In the past couple of years astronomers have found indirect but convincing evidence of planets around distant stars--the gravitational pull of these invisible planets makes their parent stars wobble. Now researchers at Caltech have found what appears to be a solar system in the making about 450 light-years away in the constellation Auriga.
While surveying young, large stars in nearby parts of our galaxy with an array of radio telescopes, Caltech astronomer Vincent Mannings detected a smear of cool gas and dust around a hot, young star known only as mwc 480. It could be a construction site for asteroids, he says, and maybe for planetary cores as well.
The disk, which weighs about as much as 40 Jupiters and is about ten times as wide as our solar system, is not the first to be discovered. Astronomers know of at least six others. But the new disk in Auriga is unique in at least two respects.

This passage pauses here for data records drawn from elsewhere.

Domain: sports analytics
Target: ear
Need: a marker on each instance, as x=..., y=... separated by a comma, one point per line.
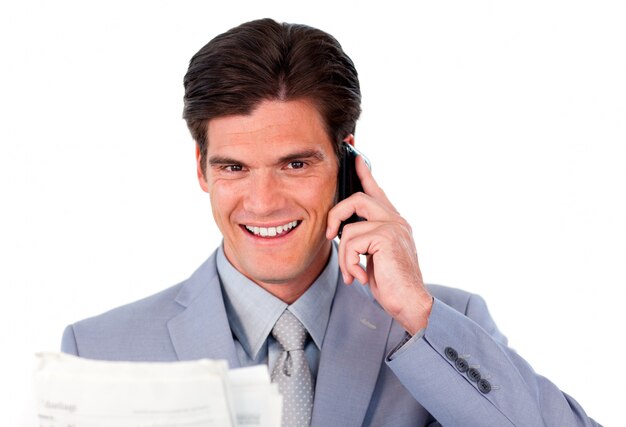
x=199, y=165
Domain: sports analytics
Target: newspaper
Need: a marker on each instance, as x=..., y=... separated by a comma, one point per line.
x=77, y=392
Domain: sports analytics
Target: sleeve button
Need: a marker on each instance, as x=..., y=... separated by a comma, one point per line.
x=451, y=354
x=461, y=365
x=474, y=374
x=484, y=386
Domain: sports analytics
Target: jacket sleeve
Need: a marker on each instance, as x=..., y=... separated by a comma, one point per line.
x=464, y=374
x=68, y=343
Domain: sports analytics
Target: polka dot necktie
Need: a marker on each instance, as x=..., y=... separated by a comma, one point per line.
x=292, y=373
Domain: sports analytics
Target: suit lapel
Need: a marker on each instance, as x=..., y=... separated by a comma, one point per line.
x=352, y=354
x=202, y=329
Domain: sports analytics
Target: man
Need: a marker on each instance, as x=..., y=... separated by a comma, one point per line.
x=268, y=105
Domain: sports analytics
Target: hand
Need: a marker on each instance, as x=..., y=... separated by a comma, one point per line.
x=392, y=271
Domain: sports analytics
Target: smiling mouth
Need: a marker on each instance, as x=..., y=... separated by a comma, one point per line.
x=269, y=232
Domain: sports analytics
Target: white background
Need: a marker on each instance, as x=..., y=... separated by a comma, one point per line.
x=497, y=127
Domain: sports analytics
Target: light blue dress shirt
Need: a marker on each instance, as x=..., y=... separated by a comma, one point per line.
x=252, y=313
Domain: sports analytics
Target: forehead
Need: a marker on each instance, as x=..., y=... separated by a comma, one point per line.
x=273, y=125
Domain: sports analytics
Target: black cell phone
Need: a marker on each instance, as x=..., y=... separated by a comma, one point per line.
x=348, y=181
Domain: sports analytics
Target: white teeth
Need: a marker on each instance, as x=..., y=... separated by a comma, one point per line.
x=271, y=231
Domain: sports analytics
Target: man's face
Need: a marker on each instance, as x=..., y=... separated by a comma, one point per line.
x=272, y=176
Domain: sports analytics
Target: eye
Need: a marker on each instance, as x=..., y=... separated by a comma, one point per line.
x=296, y=165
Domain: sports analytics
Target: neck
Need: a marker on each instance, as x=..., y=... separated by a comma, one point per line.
x=290, y=289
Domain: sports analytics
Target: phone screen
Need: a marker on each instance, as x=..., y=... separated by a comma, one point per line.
x=348, y=181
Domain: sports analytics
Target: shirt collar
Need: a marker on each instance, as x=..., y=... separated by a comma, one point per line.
x=252, y=311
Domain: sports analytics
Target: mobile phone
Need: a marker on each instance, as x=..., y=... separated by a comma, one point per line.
x=348, y=181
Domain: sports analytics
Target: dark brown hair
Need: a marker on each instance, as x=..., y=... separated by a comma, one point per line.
x=265, y=60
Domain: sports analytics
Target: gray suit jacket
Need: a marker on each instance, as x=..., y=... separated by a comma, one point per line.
x=356, y=383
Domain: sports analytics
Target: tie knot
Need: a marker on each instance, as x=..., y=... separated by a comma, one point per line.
x=289, y=332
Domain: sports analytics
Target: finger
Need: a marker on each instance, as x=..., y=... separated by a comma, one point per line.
x=361, y=204
x=370, y=186
x=349, y=253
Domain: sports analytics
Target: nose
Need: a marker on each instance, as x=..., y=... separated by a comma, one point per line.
x=264, y=196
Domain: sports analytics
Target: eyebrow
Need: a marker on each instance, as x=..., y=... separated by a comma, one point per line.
x=299, y=155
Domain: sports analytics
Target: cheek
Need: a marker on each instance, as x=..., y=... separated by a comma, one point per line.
x=223, y=200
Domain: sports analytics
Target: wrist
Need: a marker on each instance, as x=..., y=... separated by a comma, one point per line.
x=415, y=317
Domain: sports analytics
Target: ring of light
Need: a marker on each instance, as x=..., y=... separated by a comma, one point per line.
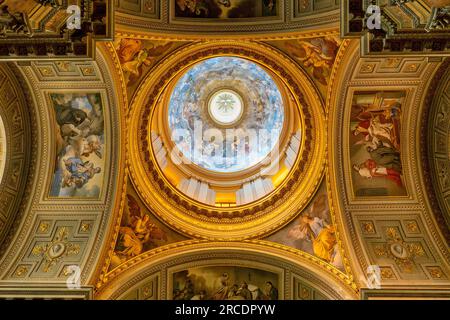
x=225, y=107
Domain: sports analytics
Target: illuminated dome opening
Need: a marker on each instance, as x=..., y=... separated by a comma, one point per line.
x=226, y=114
x=225, y=107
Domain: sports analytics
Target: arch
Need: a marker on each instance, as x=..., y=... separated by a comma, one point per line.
x=293, y=270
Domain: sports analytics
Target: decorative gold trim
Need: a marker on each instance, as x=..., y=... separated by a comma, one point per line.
x=124, y=275
x=252, y=220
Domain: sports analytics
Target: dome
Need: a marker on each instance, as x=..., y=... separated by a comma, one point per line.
x=226, y=114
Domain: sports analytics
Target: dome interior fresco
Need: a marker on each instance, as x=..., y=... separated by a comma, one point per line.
x=259, y=107
x=224, y=150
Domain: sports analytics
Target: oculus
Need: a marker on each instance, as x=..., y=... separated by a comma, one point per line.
x=226, y=114
x=225, y=107
x=224, y=198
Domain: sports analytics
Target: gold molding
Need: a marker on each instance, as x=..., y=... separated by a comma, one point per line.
x=257, y=218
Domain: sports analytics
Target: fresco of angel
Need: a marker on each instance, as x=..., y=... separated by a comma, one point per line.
x=134, y=54
x=137, y=234
x=80, y=145
x=375, y=143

This is the clearest evidence we have of a rotating disk around a young star, says Mannings, who detected the rotation by observing slight differences in the wavelengths coming from opposite sides of the disk.

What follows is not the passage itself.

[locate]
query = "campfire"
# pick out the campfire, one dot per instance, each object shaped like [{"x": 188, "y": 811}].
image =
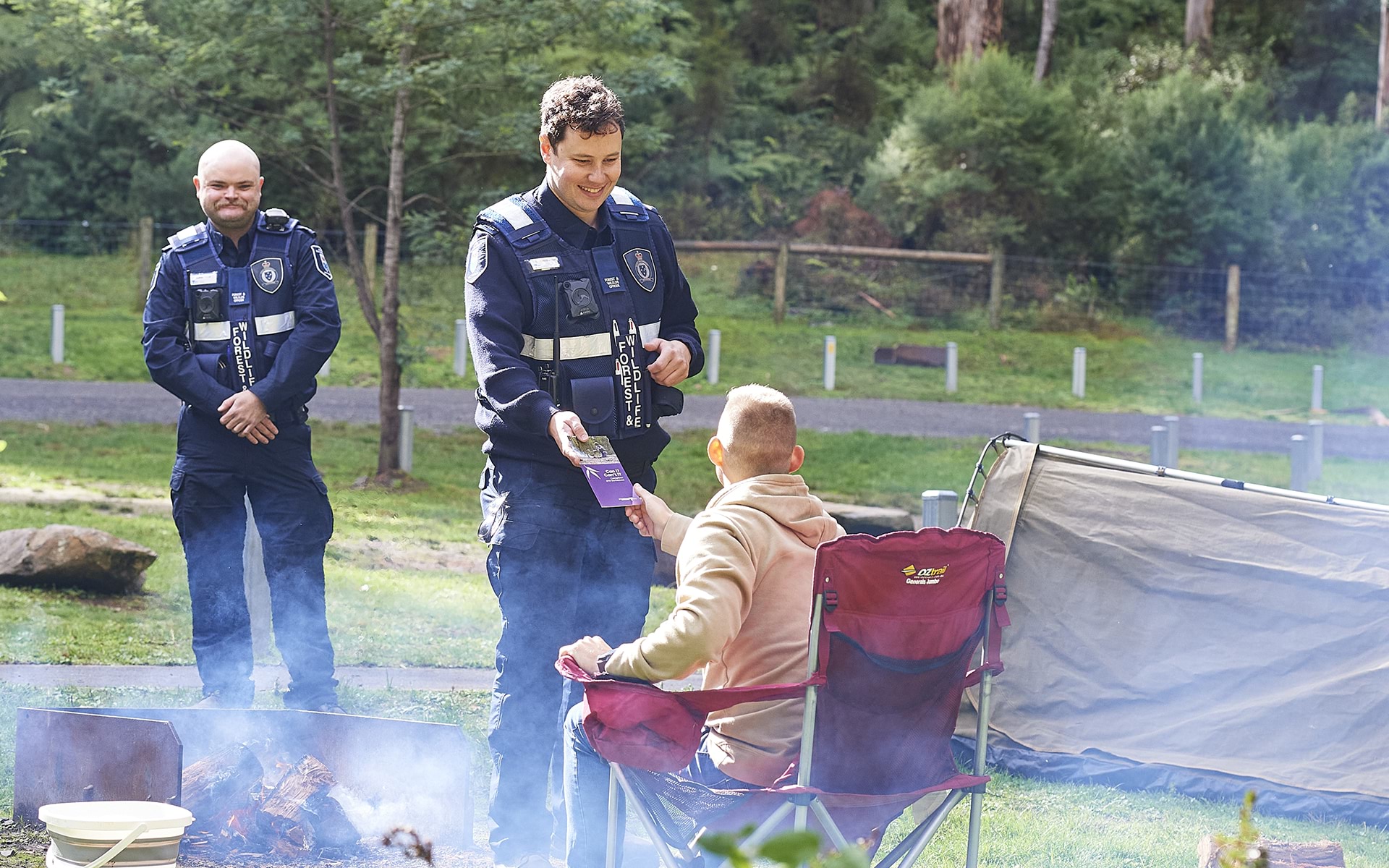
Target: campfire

The second difference, he notes, is that mwc 480 is much larger than the other stars that have been found to have disks around them. This star is three times as massive as most stars, he says. But perhaps the disk’s most interesting feature for astronomers is that it appears to be a younger version of one found a few years ago around a star called Beta Pictoris.
Beta Pictoris is about 20 times older than mwc 480, he says. It has around it a very tenuous disk of dust grains. The disk around mwc 480 is much thicker, possibly because it hasn’t been swept clean by the formation of planets. We think this disk looks similar to the disk that was around our sun, says Mannings. It seems to have the right sort of properties and the right amount of mass.